Teste t para amostras pareadas


Instruções: Esta calculadora realiza um teste t para duas amostras pareadas. Este teste se aplica quando você tem duas amostras dependentes (pareadas ou combinadas). Selecione as hipóteses nula e alternativa, digite os dados da amostra (ou cole-os do Excel) e o nível de significância, e os resultados do teste t para duas amostras dependentes serão exibidos para você.

Se precisar de um tamanho de amostra maior clique no botão abaixo, ou cole diretamente do Excel

Ho: \(\mu_D\)
Ha: \(\mu_D\)
Nível de significância (\(\alpha\)) =

O teste t para amostras pareadas

Mais sobre a teste t para duas amostras dependentes para que você possa entender melhor os resultados entregues pelo solucionador.

Distribuição T para amostras pareadas

Como você calcula um teste t pareado?

Um teste t para duas amostras pareadas é um teste de hipótese que tenta fazer uma afirmação sobre as médias da população (\(\mu_1\) e \(\mu_2\)). Mais especificamente, um teste t usa informações de amostra para avaliar quão plausível é que a diferença \(\mu_1\) - \(\mu_2\) seja igual a zero.

O teste tem duas hipóteses não sobrepostas, a hipótese nula e a hipótese alternativa. A hipótese nula é uma afirmação sobre o parâmetro da população que indica nenhum efeito, e a hipótese alternativa é a hipótese complementar à hipótese nula. A ideia do teste é avaliar se há ou não significância estatística. As principais propriedades do teste t para duas amostras pareadas são:

  • O teste exigiu duas amostras dependentes, que são realmente pareadas ou combinadas ou estamos lidando com medidas repetidas (medidas tiradas dos mesmos sujeitos)

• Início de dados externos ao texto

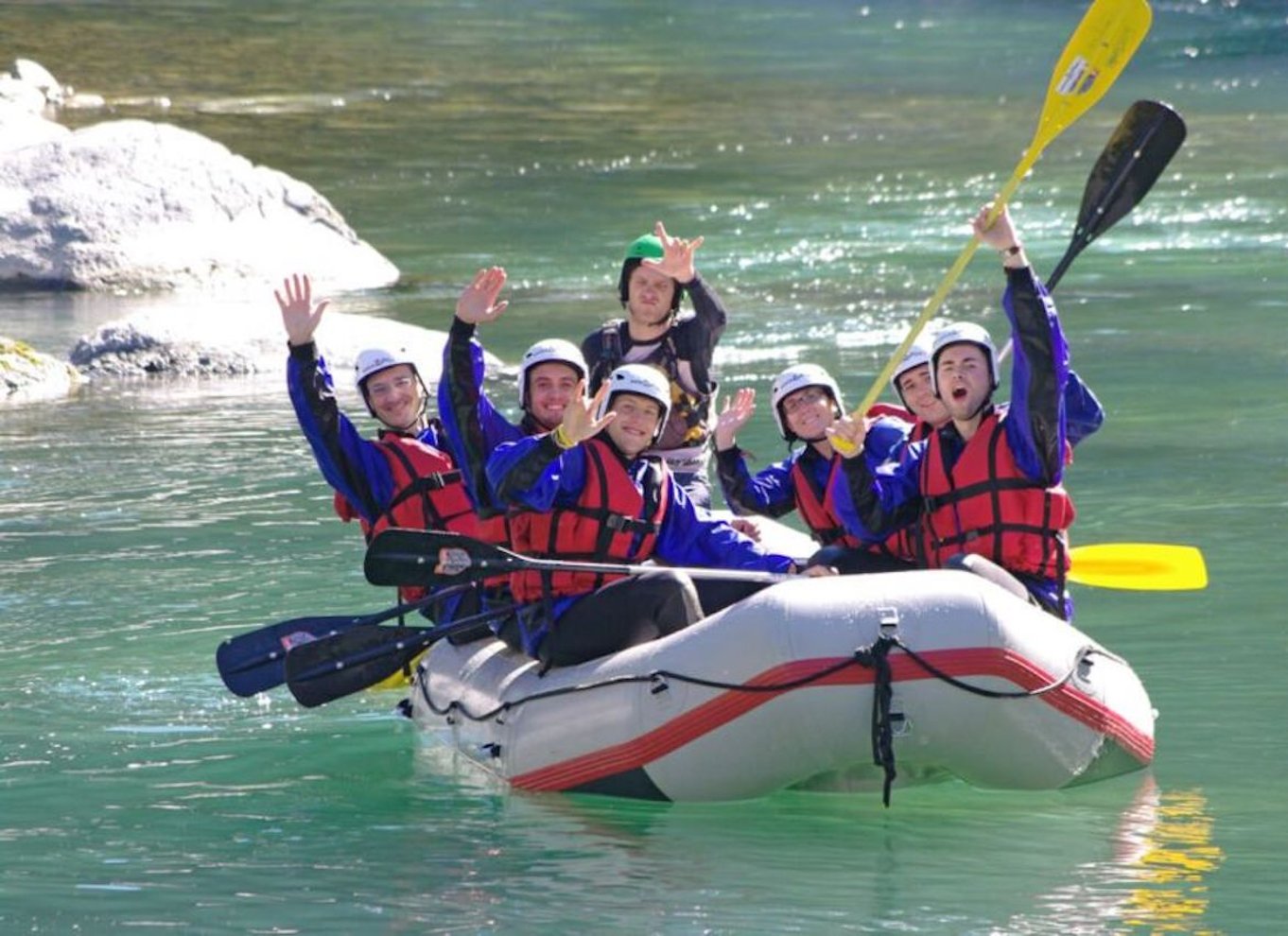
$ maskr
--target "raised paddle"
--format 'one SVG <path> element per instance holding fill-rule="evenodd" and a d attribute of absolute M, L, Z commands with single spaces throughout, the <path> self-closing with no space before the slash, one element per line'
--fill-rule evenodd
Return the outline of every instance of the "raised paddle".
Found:
<path fill-rule="evenodd" d="M 359 693 L 406 669 L 443 637 L 465 633 L 514 609 L 493 608 L 440 627 L 362 624 L 303 644 L 286 655 L 286 686 L 305 708 Z"/>
<path fill-rule="evenodd" d="M 1100 543 L 1069 550 L 1070 582 L 1104 588 L 1171 591 L 1207 585 L 1203 555 L 1193 546 Z M 460 533 L 388 529 L 367 547 L 363 569 L 372 585 L 442 585 L 447 579 L 486 578 L 505 572 L 603 572 L 639 576 L 654 565 L 611 565 L 533 559 Z M 733 569 L 676 569 L 690 576 L 779 582 L 792 576 Z"/>
<path fill-rule="evenodd" d="M 1002 207 L 1010 201 L 1025 174 L 1038 161 L 1051 140 L 1105 95 L 1118 75 L 1127 67 L 1127 62 L 1131 61 L 1141 40 L 1145 39 L 1145 33 L 1149 32 L 1150 19 L 1151 13 L 1146 0 L 1096 0 L 1091 4 L 1091 9 L 1083 15 L 1051 72 L 1037 131 L 1011 178 L 994 197 L 989 223 L 1001 214 Z M 876 403 L 881 390 L 890 382 L 895 363 L 903 359 L 926 322 L 943 305 L 948 291 L 961 277 L 978 247 L 979 242 L 974 237 L 966 242 L 956 263 L 939 283 L 939 288 L 926 300 L 921 315 L 913 322 L 885 367 L 881 368 L 881 373 L 872 381 L 868 393 L 854 411 L 854 418 L 862 418 Z M 842 448 L 846 445 L 844 440 L 835 440 L 833 445 L 837 442 L 841 443 Z"/>
<path fill-rule="evenodd" d="M 1073 237 L 1047 277 L 1047 290 L 1055 290 L 1078 254 L 1140 205 L 1184 142 L 1185 121 L 1167 104 L 1137 100 L 1127 108 L 1091 167 Z M 1007 339 L 998 360 L 1011 353 L 1011 344 Z"/>
<path fill-rule="evenodd" d="M 510 572 L 595 572 L 605 576 L 641 576 L 670 569 L 693 578 L 733 582 L 783 582 L 795 576 L 742 569 L 692 569 L 657 565 L 580 563 L 536 559 L 511 552 L 460 533 L 426 529 L 386 529 L 367 546 L 363 572 L 372 585 L 442 586 L 450 582 L 487 578 Z"/>
<path fill-rule="evenodd" d="M 1207 587 L 1207 565 L 1194 546 L 1099 543 L 1069 550 L 1069 581 L 1100 588 L 1188 591 Z"/>
<path fill-rule="evenodd" d="M 442 588 L 433 595 L 394 605 L 375 614 L 291 618 L 256 631 L 228 637 L 215 651 L 224 685 L 237 695 L 254 695 L 286 682 L 286 654 L 295 646 L 335 633 L 415 614 L 438 599 L 465 591 L 469 585 Z"/>
<path fill-rule="evenodd" d="M 1118 121 L 1087 176 L 1069 248 L 1047 277 L 1048 290 L 1092 241 L 1122 220 L 1154 187 L 1185 142 L 1185 121 L 1157 100 L 1137 100 Z"/>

  • Tal como acontece com todos os testes de hipóteses, dependendo do nosso conhecimento sobre a situação "sem efeito", o teste t pode ser bicaudal, esquerdo ou direito

  • O principal princípio do teste de hipótese é que a hipótese nula é rejeitada se a estatística de teste obtida for suficientemente improvável sob a suposição de que a hipótese nula é verdadeira

  • O valor p é a probabilidade de obter resultados amostrais tão extremos ou mais extremos do que os resultados amostrais obtidos, assumindo que a hipótese nula é verdadeira

  • Em um teste de hipóteses, existem dois tipos de erros. O erro tipo I ocorre quando rejeitamos uma hipótese nula verdadeira, e o erro tipo II ocorre quando deixamos de rejeitar uma hipótese nula falsa

Como você calcula manualmente um teste t pareado? que fórmula você usa?

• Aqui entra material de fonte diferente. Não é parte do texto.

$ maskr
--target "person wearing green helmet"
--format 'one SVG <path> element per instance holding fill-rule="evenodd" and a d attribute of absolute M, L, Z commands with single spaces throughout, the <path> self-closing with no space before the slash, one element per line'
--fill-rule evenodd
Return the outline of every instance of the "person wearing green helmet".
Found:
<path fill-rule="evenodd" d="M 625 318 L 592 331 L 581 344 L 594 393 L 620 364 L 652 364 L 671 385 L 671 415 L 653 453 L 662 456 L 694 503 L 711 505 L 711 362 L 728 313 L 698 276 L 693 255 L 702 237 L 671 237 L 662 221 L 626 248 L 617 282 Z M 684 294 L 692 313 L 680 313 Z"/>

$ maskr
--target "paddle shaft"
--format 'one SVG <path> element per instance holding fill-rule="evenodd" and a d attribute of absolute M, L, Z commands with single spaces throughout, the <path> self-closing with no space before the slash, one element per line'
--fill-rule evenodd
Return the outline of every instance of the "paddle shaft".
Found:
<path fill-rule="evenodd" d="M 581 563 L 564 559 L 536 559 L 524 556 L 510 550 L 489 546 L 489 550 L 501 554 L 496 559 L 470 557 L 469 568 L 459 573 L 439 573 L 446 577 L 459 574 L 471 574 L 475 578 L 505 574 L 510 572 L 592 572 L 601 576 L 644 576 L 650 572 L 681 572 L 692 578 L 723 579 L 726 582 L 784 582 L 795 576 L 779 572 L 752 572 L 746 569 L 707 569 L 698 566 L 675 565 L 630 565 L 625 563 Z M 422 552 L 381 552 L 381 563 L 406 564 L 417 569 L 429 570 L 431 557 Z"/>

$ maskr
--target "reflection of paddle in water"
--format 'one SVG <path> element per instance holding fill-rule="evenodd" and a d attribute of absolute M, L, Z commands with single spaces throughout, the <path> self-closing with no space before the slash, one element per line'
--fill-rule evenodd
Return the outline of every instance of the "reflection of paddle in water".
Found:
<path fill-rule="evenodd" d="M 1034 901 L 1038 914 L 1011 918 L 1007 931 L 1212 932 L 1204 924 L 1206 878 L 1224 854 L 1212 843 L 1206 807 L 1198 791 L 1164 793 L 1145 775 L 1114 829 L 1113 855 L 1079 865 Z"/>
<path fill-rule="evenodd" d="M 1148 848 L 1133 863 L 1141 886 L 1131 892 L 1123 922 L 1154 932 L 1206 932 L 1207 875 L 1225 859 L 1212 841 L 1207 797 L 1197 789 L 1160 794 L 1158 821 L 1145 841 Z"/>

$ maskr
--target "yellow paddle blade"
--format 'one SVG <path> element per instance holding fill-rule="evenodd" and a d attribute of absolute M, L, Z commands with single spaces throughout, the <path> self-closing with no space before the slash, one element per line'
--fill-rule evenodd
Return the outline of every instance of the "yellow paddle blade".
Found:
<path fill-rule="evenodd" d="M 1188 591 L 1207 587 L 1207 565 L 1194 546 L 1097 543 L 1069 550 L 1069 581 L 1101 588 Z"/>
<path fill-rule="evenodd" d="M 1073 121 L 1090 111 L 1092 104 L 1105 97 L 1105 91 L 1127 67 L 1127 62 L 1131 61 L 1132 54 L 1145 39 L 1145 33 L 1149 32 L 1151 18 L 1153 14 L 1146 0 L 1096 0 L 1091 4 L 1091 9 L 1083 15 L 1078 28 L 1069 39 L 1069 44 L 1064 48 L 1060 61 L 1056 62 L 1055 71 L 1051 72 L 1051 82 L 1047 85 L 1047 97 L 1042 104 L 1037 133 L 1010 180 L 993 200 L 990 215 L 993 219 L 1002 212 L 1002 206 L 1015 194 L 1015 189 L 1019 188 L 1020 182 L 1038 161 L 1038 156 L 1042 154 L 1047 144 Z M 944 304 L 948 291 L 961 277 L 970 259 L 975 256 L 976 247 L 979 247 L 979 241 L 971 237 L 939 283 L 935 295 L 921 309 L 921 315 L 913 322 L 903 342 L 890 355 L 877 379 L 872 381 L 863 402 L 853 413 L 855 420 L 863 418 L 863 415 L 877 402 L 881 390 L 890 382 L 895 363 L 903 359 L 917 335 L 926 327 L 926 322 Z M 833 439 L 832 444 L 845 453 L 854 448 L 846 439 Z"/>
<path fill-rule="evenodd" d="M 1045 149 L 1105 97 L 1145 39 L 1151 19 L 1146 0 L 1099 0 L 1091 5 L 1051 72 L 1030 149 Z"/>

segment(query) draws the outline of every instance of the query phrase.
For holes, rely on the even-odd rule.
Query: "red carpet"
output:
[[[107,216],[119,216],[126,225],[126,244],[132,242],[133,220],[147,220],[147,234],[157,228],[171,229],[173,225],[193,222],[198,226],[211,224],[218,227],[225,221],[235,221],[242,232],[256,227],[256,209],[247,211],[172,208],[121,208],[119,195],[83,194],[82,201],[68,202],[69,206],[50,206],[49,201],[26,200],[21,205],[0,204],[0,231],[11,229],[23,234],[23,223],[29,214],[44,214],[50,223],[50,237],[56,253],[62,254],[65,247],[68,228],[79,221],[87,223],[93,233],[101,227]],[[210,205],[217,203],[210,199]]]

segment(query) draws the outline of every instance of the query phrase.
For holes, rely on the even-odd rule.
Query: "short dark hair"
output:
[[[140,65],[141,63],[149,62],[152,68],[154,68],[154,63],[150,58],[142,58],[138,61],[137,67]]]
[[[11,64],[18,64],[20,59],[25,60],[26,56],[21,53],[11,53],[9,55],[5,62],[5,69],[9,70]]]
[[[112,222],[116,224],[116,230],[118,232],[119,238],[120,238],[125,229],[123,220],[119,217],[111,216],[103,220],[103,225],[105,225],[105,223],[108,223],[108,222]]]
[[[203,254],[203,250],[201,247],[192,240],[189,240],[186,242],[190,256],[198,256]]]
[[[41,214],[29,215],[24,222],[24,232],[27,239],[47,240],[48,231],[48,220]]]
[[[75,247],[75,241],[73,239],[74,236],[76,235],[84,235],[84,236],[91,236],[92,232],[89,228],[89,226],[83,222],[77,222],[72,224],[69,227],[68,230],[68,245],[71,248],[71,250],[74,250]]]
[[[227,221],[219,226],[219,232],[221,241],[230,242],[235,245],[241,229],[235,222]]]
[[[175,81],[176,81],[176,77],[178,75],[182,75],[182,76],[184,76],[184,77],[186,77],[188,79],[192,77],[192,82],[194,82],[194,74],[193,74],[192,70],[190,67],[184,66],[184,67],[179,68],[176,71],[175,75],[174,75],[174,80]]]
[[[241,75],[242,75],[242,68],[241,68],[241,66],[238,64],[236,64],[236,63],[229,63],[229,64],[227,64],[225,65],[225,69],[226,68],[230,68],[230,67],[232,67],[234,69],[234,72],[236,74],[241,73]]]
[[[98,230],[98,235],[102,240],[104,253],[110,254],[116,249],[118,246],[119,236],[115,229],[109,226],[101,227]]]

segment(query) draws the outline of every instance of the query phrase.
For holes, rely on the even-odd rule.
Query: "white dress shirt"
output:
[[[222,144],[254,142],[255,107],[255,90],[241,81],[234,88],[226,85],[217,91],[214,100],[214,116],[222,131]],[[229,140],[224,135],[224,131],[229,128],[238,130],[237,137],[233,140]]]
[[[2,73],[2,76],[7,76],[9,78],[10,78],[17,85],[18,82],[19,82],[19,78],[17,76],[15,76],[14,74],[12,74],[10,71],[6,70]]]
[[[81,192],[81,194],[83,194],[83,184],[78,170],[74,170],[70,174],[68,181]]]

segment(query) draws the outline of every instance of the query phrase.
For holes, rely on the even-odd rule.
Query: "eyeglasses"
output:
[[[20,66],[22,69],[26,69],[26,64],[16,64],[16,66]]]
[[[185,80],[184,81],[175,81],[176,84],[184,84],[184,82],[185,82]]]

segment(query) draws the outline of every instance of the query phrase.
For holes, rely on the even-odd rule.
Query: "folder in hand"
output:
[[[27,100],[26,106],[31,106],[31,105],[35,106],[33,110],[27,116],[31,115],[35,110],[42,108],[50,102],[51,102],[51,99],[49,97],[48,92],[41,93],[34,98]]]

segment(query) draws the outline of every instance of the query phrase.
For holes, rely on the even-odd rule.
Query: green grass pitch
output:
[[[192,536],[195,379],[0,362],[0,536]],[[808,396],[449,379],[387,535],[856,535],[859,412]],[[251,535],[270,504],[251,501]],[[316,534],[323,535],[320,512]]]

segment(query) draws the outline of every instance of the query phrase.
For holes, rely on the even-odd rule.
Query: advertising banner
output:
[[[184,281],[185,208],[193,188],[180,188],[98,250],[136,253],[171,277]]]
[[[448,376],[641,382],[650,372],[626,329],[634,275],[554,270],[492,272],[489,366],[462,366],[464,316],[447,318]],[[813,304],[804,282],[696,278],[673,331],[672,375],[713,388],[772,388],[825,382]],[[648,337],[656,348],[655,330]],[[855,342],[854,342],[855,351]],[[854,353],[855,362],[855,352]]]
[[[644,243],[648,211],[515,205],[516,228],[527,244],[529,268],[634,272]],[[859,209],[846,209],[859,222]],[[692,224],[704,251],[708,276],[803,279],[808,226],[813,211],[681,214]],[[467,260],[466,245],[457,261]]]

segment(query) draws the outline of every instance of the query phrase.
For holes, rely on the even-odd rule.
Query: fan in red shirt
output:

A fórmula para uma estatística t para duas amostras dependentes é:

\[t = \frac{\bar D}{s_D/\sqrt{n}}\]

onde \(\bar D = \bar X_1 - \bar X_2\) é a diferença média e \(s_D\) é o desvio padrão da amostra das diferenças \(\bar D = X_1^i - X_2^i\), para \(i=1, 2, ... , n\).

calculadora de teste t pareado

Como usar a fórmula do teste t pareado

  • Passo 1: Primeiro, você precisa definir quais são suas hipóteses nula e alternativa. As opções são de cauda dupla, cauda esquerda ou cauda direita.
  • Passo 2: Em seguida, você precisa especificar seu nível de significância. Normalmente, você escolherá α = 0,05. Esta é a tolerância que você aceita para cometer um erro tipo I
  • Passo 3: Com base no nível de significância escolhido e no tipo de cauda, você encontra as estatísticas t críticas observando uma tabela de distribuição t ou usando uma calculadora ou o Excel. Então, você declara claramente sua região de rejeição
  • Passo 4: Você calcula a estatística t usando a fórmula especificada acima t = Dbar/(sd/√n)
  • Estágio 5: Com base na estatística t calculada e se ela cair na região de rejeição ou não, você determina se rejeita a hipótese nula ou não
  • Passo 6: Use a conclusão do teste t para dar uma interpretação no contexto do cenário do problema específico.

Exemplo de teste t pareado

Pergunta : suponha que você tenha a seguinte amostra de dados pareados.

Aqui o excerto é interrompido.